MARISOL - MENTORING SCHOOL
"ONE-TO-ONE"
SUICIDIO GIOVANILE
Il suicidio, secondo l’OMS, è al secondo posto tra le cause di morte tra i giovani. Si tratta di un impulso, a volte un segno di sfida e ribellione, ad oggi molto potente, viste le costrizioni straordinarie che tutti devono quotidianamente vivere, a causa della pandemia. Il fenomeno riguarda i bambini e i giovani di età compresa tra i 10 ai 29 anni. Possiamo evidenziare due tipologie di suicidio:
– Suicide attempt: comportamento che conduce a farsi del male intenzionalmente
– Suicidal behaviour: pensare, pianificare, prenderlo in considerazione
Secondo uno studio condotto dal Journal of Child Psychology and Psychiatry, in Europa stanno aumentando i tentativi di suicidio e soprattutto gli atti di autolesionismo. Dati che, nel nostro paese, vengono confermati da alcune strutture ospedaliere come l’ospedale pediatrico Bambin Gesù di Roma. Qui infatti sono state registrate, durante la pandemia, molte richieste in pronto soccorso per fenomeni di autolesionismo.

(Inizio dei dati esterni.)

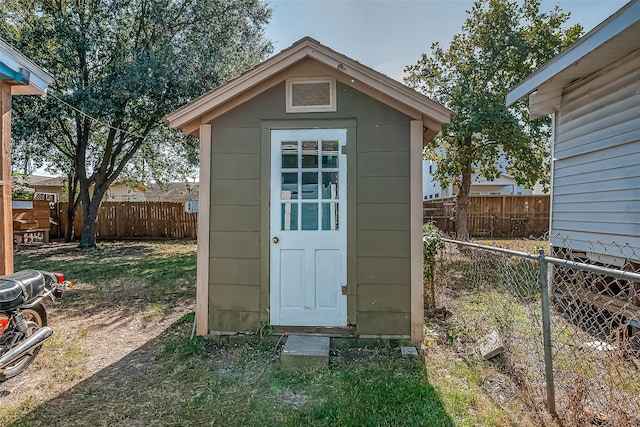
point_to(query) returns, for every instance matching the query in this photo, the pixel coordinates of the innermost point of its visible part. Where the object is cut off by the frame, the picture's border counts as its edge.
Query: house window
(306, 95)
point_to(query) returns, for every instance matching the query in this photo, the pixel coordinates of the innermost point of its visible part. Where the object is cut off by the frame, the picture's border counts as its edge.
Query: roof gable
(270, 72)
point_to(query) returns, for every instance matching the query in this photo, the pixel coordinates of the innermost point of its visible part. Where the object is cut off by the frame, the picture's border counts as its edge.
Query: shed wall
(596, 188)
(379, 303)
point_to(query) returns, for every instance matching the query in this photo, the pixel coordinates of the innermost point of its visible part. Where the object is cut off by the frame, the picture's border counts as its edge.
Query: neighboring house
(592, 89)
(302, 157)
(18, 76)
(505, 185)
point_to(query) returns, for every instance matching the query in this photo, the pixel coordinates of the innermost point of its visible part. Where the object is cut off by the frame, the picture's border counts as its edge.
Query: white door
(308, 227)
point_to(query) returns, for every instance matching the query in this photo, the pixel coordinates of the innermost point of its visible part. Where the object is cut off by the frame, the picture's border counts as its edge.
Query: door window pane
(330, 217)
(289, 154)
(309, 185)
(329, 185)
(289, 215)
(309, 216)
(329, 154)
(309, 154)
(289, 186)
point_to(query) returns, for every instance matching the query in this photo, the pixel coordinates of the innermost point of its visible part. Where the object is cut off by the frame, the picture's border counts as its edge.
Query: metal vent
(306, 94)
(311, 95)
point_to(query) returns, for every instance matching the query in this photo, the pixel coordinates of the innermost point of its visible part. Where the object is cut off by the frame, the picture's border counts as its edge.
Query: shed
(18, 76)
(592, 91)
(311, 197)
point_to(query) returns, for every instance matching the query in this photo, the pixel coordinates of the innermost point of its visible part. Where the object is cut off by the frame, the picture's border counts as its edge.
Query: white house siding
(596, 192)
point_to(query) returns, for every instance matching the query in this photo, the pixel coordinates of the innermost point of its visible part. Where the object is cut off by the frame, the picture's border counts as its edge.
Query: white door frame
(317, 258)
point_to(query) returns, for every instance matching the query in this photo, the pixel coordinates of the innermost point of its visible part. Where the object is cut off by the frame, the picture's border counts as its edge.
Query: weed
(185, 347)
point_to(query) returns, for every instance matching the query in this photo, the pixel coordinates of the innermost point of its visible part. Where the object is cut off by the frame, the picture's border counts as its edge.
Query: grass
(121, 356)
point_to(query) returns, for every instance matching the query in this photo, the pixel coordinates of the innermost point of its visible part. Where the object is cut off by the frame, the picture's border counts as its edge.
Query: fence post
(546, 332)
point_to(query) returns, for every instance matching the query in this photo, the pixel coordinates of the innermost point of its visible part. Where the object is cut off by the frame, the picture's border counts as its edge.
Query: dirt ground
(94, 327)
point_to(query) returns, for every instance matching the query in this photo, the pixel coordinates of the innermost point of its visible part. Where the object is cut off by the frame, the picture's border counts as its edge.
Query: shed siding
(382, 301)
(596, 193)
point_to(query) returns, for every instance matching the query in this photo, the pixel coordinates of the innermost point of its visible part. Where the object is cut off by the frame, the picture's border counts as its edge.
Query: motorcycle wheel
(36, 314)
(35, 317)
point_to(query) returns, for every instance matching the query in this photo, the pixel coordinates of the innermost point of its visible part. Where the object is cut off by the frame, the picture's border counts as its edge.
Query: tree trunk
(71, 219)
(72, 207)
(462, 202)
(90, 207)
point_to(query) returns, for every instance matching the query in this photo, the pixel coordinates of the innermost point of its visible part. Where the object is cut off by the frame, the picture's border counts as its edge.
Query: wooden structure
(136, 220)
(31, 221)
(311, 197)
(493, 216)
(18, 76)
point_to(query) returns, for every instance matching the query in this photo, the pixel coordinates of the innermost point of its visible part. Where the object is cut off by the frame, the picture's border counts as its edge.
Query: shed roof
(26, 77)
(613, 39)
(203, 109)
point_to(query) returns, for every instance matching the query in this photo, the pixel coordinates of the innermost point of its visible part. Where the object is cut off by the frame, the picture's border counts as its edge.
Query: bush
(431, 242)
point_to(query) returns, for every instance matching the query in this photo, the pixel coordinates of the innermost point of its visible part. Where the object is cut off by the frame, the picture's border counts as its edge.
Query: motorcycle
(23, 317)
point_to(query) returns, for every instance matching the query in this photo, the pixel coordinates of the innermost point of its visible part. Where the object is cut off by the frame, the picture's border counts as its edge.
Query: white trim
(308, 241)
(310, 108)
(307, 48)
(416, 220)
(619, 22)
(202, 277)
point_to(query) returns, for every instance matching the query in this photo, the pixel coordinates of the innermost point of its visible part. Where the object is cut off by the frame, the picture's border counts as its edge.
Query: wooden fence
(135, 220)
(494, 216)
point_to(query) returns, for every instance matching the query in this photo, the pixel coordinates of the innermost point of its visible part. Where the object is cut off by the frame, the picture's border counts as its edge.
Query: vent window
(311, 95)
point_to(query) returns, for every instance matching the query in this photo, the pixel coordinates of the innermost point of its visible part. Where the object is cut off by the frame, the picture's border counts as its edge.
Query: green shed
(311, 197)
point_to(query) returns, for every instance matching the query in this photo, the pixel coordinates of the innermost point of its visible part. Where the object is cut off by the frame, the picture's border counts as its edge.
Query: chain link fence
(590, 372)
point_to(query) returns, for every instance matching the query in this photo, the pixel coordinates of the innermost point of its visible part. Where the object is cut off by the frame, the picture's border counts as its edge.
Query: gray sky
(388, 35)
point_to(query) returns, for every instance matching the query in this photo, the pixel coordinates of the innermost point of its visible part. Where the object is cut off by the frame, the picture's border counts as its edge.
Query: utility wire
(93, 118)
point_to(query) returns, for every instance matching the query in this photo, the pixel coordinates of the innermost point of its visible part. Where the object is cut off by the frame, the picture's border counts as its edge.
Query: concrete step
(305, 352)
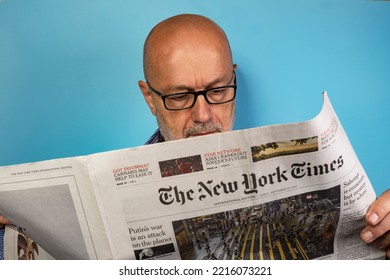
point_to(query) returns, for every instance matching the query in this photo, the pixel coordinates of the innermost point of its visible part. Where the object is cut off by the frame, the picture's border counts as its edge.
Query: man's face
(190, 67)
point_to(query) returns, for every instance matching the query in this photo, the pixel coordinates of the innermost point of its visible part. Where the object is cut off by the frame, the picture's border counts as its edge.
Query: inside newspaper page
(294, 191)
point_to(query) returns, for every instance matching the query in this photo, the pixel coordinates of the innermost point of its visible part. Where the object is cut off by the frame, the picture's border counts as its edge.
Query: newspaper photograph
(283, 192)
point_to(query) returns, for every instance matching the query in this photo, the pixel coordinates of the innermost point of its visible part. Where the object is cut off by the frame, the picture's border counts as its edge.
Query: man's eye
(179, 98)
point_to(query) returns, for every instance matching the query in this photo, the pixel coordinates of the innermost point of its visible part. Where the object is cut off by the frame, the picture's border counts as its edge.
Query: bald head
(178, 35)
(183, 54)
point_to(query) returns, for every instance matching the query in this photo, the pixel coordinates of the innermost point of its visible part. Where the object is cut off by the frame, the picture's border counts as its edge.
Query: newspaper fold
(295, 191)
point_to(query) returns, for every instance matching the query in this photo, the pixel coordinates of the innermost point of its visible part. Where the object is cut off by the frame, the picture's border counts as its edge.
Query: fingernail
(373, 218)
(367, 236)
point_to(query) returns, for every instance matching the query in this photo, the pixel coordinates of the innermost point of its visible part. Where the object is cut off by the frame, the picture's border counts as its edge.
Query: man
(191, 53)
(190, 87)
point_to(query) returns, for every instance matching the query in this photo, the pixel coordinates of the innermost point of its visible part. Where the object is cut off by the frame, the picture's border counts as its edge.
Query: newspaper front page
(295, 191)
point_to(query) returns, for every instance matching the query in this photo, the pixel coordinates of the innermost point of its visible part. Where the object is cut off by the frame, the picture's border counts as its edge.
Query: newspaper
(295, 191)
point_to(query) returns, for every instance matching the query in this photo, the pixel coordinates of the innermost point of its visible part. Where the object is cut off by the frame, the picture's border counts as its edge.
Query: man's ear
(147, 95)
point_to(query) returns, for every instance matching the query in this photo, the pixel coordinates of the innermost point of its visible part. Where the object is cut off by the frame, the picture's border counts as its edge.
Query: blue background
(69, 71)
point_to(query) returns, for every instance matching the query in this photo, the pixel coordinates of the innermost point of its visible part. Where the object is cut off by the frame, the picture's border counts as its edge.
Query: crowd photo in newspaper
(290, 192)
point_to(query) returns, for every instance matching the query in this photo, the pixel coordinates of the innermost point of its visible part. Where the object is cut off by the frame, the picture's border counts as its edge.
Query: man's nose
(201, 112)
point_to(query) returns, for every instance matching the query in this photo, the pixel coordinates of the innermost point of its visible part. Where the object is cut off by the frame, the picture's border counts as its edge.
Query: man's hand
(377, 231)
(4, 221)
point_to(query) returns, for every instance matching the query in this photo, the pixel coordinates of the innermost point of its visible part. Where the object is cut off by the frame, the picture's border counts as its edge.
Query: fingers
(4, 221)
(378, 220)
(379, 209)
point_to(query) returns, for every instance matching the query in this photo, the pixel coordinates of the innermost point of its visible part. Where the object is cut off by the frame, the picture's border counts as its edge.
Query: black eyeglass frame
(196, 94)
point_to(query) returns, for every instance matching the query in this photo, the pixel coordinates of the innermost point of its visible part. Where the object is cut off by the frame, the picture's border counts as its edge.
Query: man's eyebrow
(182, 88)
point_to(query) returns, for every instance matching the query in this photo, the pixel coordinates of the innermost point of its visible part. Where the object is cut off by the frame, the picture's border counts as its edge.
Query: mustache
(199, 128)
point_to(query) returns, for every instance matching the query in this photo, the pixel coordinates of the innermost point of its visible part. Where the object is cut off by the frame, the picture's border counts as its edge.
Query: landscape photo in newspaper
(298, 227)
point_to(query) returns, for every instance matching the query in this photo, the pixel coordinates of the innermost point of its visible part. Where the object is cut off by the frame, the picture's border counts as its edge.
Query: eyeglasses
(186, 100)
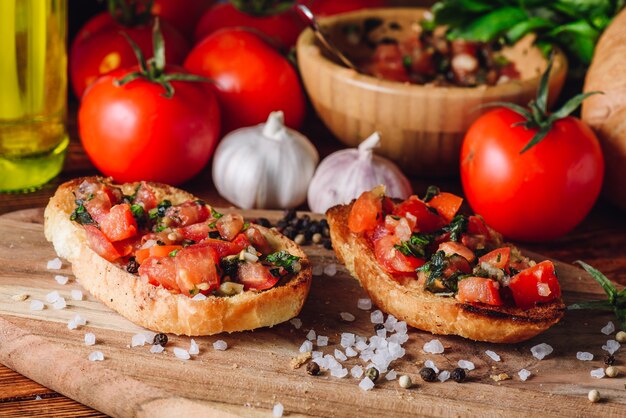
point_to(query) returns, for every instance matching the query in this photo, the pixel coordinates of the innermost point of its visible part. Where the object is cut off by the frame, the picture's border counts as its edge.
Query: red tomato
(282, 28)
(119, 224)
(534, 285)
(479, 290)
(99, 48)
(132, 132)
(255, 276)
(538, 195)
(99, 243)
(392, 259)
(333, 7)
(250, 77)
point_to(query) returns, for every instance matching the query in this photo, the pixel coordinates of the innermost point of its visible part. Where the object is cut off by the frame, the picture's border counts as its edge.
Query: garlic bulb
(265, 166)
(345, 174)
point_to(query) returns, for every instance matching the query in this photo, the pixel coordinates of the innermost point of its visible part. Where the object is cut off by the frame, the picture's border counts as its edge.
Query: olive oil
(33, 92)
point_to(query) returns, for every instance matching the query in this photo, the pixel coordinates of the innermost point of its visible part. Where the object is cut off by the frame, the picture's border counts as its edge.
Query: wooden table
(600, 240)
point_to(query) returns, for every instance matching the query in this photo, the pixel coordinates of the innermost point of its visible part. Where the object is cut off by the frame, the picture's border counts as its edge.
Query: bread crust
(155, 307)
(409, 302)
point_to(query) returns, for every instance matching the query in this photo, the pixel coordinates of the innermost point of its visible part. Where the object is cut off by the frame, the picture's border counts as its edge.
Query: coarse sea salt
(36, 305)
(181, 353)
(61, 279)
(541, 350)
(433, 347)
(524, 374)
(465, 364)
(608, 328)
(278, 410)
(364, 304)
(220, 345)
(54, 264)
(347, 316)
(296, 322)
(90, 338)
(366, 384)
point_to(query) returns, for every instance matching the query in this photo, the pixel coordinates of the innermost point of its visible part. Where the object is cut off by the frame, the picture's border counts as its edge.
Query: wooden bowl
(422, 126)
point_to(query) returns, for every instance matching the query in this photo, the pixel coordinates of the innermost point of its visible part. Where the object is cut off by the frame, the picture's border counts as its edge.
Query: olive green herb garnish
(615, 302)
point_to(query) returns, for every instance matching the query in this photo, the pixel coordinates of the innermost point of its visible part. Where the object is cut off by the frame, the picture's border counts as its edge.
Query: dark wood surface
(600, 240)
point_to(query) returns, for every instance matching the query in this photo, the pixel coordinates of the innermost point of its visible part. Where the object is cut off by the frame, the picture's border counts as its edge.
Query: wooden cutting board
(254, 373)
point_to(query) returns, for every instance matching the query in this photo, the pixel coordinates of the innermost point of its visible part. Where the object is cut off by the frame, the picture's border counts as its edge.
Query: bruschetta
(170, 262)
(443, 272)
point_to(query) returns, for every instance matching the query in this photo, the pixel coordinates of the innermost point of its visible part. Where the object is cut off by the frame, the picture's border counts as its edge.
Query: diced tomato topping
(159, 271)
(498, 258)
(451, 247)
(229, 225)
(534, 285)
(99, 243)
(367, 211)
(255, 276)
(479, 290)
(119, 223)
(425, 219)
(392, 259)
(447, 204)
(196, 269)
(188, 213)
(155, 251)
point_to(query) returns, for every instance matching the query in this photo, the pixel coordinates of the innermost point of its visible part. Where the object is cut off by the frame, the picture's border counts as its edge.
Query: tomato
(332, 7)
(250, 77)
(283, 27)
(119, 224)
(99, 243)
(132, 132)
(538, 195)
(255, 276)
(536, 284)
(392, 259)
(99, 48)
(479, 290)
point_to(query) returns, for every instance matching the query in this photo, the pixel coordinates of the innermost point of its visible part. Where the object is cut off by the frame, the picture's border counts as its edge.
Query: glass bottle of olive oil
(33, 92)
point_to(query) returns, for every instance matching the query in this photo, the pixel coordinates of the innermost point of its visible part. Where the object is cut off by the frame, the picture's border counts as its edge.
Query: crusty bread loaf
(408, 301)
(155, 307)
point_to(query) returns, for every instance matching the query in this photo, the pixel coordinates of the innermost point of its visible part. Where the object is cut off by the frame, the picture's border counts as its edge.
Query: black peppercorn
(458, 375)
(160, 339)
(313, 368)
(428, 375)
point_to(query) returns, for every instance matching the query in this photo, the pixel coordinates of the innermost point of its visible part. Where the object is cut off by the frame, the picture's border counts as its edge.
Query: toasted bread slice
(156, 308)
(408, 301)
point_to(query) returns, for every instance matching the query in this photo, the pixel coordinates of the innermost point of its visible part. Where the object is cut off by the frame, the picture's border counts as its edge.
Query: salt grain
(366, 384)
(541, 350)
(524, 374)
(608, 328)
(90, 338)
(347, 316)
(433, 347)
(364, 304)
(296, 322)
(493, 355)
(220, 345)
(54, 264)
(61, 279)
(181, 353)
(36, 305)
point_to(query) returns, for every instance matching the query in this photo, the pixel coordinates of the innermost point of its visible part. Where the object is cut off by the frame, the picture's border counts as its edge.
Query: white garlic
(267, 166)
(345, 174)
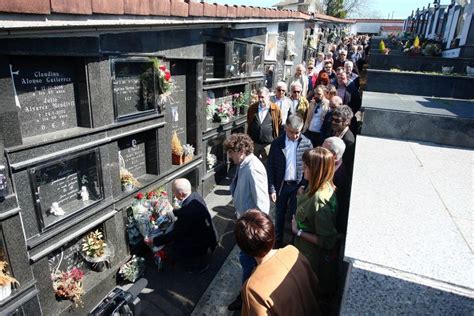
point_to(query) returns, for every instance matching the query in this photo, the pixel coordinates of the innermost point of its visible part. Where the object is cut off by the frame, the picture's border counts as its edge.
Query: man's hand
(294, 227)
(273, 197)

Purtroppo questo fenomeno continua ad essere presente, ma se ne parla poco. Nella società, infatti, il tema del disagio psichico che sfocia in autolesionismo è ancora visto in alcuni casi come un tabù, così da essere trattato come qualcosa di superficiale e superabile dai ragazzi stessi, utilizzando molto spesso questo modo di dire superficiale: ma è solo un adolescente. La diffusione del problema adolescenziale che stiamo vivendo oggi è un fenomeno endemico, che deve essere posto sotto osservazione in modo specifico e particolareggiato. Un giovane che tenta il suicidio ha dei problemi personali che dovranno essere risolti il prima possibile. Saper captare il trend che si sta impossessando degli adolescenti non è un’impresa facile, riuscire ad individuare le cause specifiche esistenti dietro questa “sfida” è davvero complicato. Occorre che si procedano con delle indagini mirate, capire cosa e come stanno vivendo i ragazzi in questo periodo. Saper captare i segnali è fondamentale. Così come è fondamentale non dare retta ai cosiddetti Myths about suicide:
– le persone che tentano il suicidio non ne parlano, un grande campanello d’allarme da prendere, quando ne parlano stanno decisamente chiedendo aiuto
– la maggior parte dei suicidi avviene senza segnali d’allarme, ci sono specifiche segnalazioni legati alla disperazione
– chi si suicida è già morto, niente di più sbagliato, in realtà le persone sono molto ambivalenti, per questo il supporto è fondamentale
– quando prova a suicidarsi, riprova una seconda volta; sbagliato, il rischio di suicidio cresce in modo esponenziale e poi decresce; con un supporto si può aiutare a non raggiungere quel picco
– avviene solo da parte di persone con disturbi psichiatrici; non è detto, esistono anche forme di disperazione portate all’estremo, basti pensare agli ultimi eventi tra gli adolescenti
– parlare di suicidio come incoraggiamento; se ne parla sempre poco, creando così un tabù, bisognerebbe parlarne sì, ma in modo corretto, come prevenzione
Stiamo notando in questo periodo che le cause predominanti di suicidio sono spesso associate al periodo di chiusura, soprattutto tra gli adolescenti che vivono con grande preoccupazione la pandemia. Ed un aspetto correlato all’impossibilità di uscire e di avere rapporti sociali, è il tempo trascorso davanti al pc, al telefono e ai videogiochi.
I principali fattori di rischio di suicidio sono due:
– sociale
– individuale
È importante oggi saper affrontare e arginare il fenomeno tra gli adolescenti rivolgendo loro la corretta attenzione. I suicidi possono avvenire senza preavviso, ma come già detto essi vengono preceduti da alcuni segnali verbali e comportamentali, se opportunatamente riconosciuti possono orientare verso un intervento mirato e repentino. Molti sono i fattori di rischio negli adolescenti, basti pensare agli sbalzi d’umore che possono sfociare in disturbo, come frequentemente è la depressione o disturbo bipolare; l’uso di sostanze stupefacenti, condotte autolesive, avversità familiari o discriminazioni.